Keijzer memandang Islam di Nusantara berasal dari Mesir, berdasarkan
pertimbangan kesamaan kepemelukan penduduk muslim kedua wilayah pada
madzhab Syafi'i. Teori Arab ini juga dipegang oleh Nieminen dan de Hollande
dengan argumennya yaitu bukan Mesir sebagai sumber Islam melainkan
Hadramaut (Yaman). Sebagian ahli Indonesia setuju dengan teori Arab ini, Islam
datang langsung dari semenanjung Arabia, tidak dari India, tidak pada abad
XII /XII, tetapi pada abad pertama Hijriah atau abad VII Masehi.

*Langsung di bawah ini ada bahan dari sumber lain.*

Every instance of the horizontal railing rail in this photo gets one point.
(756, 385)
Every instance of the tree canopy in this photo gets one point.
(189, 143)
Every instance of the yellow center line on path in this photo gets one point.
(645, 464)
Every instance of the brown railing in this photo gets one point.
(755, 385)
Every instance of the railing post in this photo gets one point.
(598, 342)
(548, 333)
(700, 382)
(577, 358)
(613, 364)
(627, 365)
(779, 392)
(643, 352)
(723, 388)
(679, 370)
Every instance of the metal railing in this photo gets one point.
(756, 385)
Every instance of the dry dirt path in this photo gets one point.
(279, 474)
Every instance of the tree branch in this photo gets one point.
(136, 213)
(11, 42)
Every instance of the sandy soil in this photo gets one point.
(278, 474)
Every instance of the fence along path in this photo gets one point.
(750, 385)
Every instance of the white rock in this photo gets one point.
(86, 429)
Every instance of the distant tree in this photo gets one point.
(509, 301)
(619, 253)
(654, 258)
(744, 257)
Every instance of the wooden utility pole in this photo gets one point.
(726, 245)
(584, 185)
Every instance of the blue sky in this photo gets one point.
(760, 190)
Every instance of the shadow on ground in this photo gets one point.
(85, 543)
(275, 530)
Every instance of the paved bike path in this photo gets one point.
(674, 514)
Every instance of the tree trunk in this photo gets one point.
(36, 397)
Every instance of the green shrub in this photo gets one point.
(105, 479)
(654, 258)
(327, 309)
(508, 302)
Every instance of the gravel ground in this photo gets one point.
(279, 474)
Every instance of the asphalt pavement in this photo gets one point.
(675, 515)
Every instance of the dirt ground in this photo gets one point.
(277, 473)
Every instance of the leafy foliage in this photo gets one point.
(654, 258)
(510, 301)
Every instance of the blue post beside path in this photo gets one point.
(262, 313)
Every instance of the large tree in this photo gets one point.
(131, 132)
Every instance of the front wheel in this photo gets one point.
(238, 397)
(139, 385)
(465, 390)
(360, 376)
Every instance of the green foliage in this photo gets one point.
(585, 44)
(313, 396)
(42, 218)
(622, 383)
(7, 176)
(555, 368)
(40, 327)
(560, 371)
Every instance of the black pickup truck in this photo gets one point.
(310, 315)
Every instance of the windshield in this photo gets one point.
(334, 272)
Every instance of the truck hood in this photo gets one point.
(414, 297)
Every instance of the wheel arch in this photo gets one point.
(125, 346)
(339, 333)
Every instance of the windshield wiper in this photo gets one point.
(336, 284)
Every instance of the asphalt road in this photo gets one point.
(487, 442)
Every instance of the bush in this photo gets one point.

Diantara pembela tergigit Teori Arab atau penentang terkeras Teori India
yaitu Syed Muhammad Naquibal-Attas. Setelah mempertimbangkan perubahan –
perubahan utama dalam pandangan rakyat Nusantara yang disebabkan kedatangan
islam, al Atas menyimpulkan bahwa sebelum abad XVII seluruh literatur
keagamaan Islam yang relevan tidak mencatat satu pengarang muslim India atau
karya yang berasal dari India. Kebanyakan sarjana barat memandang pengarang –
pengarangdari Arab atau Persia.
Argumen al-Attas selaras dengan yang diceritakan oleh historiografi lokal,
menurut Hikayat raja – raja Pasai (ditulis setelah tahun 1350), Syekh Ismail
datang dengan kapal dari Mekah melalui Malabar ke Pasai lalu membuat Merah
Selu, penguasa setempat, masuk islam. Merah Seluruh kemudian mengambil gelar
Malikussaleh (w. 696 H/1297 M). Sebuah riwayat lain menyebutkan bahwa islam
diperkenalkan ke kawasan Aceh oleh seorang Arab bernama Syekh Abdullah Arif
sekitar 506 H/1111 M).
Menurut Tersilap dari raja dari Kesultanan Sulu di Filipina meriwayatkan
bahwa islam disebarkan di wilayah ini pada paruh kedua abad VIII/XIV oleh
seorang Arab bernama Syarif Awliya Karim al-Makhdum, yang datang dari
Malaka pada 782 H/1380 M. Yang mengklaim bahwa ia adalah ayah dari Maulana
Malik Ibrahim, salah seorang diantara wali Songo yang dipercayai mengislamkan
Pulau Jawa. J. Hunt, seorang pengembara Barat di Sulu pada masa itu, menulis,
“Seorang Sufi lain datang dari Mekah, bernama Sayid Barzakh, berhasil
memasukkan hampir seluruh penduduk kedalam Islamisme”.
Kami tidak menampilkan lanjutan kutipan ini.